Recently I listened to an All Songs Considered podcast about Bob Boilen's book Your Song Changed My Life. Afterwards, I started thinking about the music that has been significant in my life - and there's been a lot. If I had to write a chapter for that book, what would it be about? After much deliberation I finally settled on Prince's album 1999. I distinctly remember using a $10 gift certificate I'd gotten for my 12th birthday to buy the cassette at Dillon Music in Kalamazoo, MI. I remember feeling nervous as I reached for the cassette on one of those rotating cassette towers; it felt a little naughty, and I knew I was probably too young to buy it. But I did it anyway, feeling almost as if I'd won a dare. Honestly, the first thing that drew me to Prince was the line, "Mommy, why does everybody have a bomb?" Ever the activist, I was drawn to his matter-of-fact questioning of the arms race, even if it did inexplicably come at the end of a pretty funky song that to me was about partying despite - or perhaps because of - the impending apocalypse. Soon my friends and I were dissecting the lyrics as we sang along at the back of the bus, playing the cassette on one of those portable Panasonic tape recorders. One of my more precocious friends explained all the sex stuff the rest of us didn't understand. I loved that Prince was profound and dirty, sacred and profane, political and passionate.
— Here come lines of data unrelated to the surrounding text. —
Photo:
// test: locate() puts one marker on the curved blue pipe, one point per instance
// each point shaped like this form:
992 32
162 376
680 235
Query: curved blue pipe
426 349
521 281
His was the first music I remember having an in depth conversation about, as I tried to make an argument to my friend in support of his complexity. He was himself, unapologetically and uncompromisingly so, a model I desperately needed as a painfully shy preteen. And he could DANCE! And he sang about dancing! Two years later, Purple Rain was the soundtrack of my first relationship, and first breakup. My purple vinyl Purple Rain 45 is still one of my prized possessions. He definitely helped me get through this thing called life. All of this has been rolling around in my head for the past week, so when my colleague told me today that Prince was dead, it just didn't seem real. Party in Purple, dear one.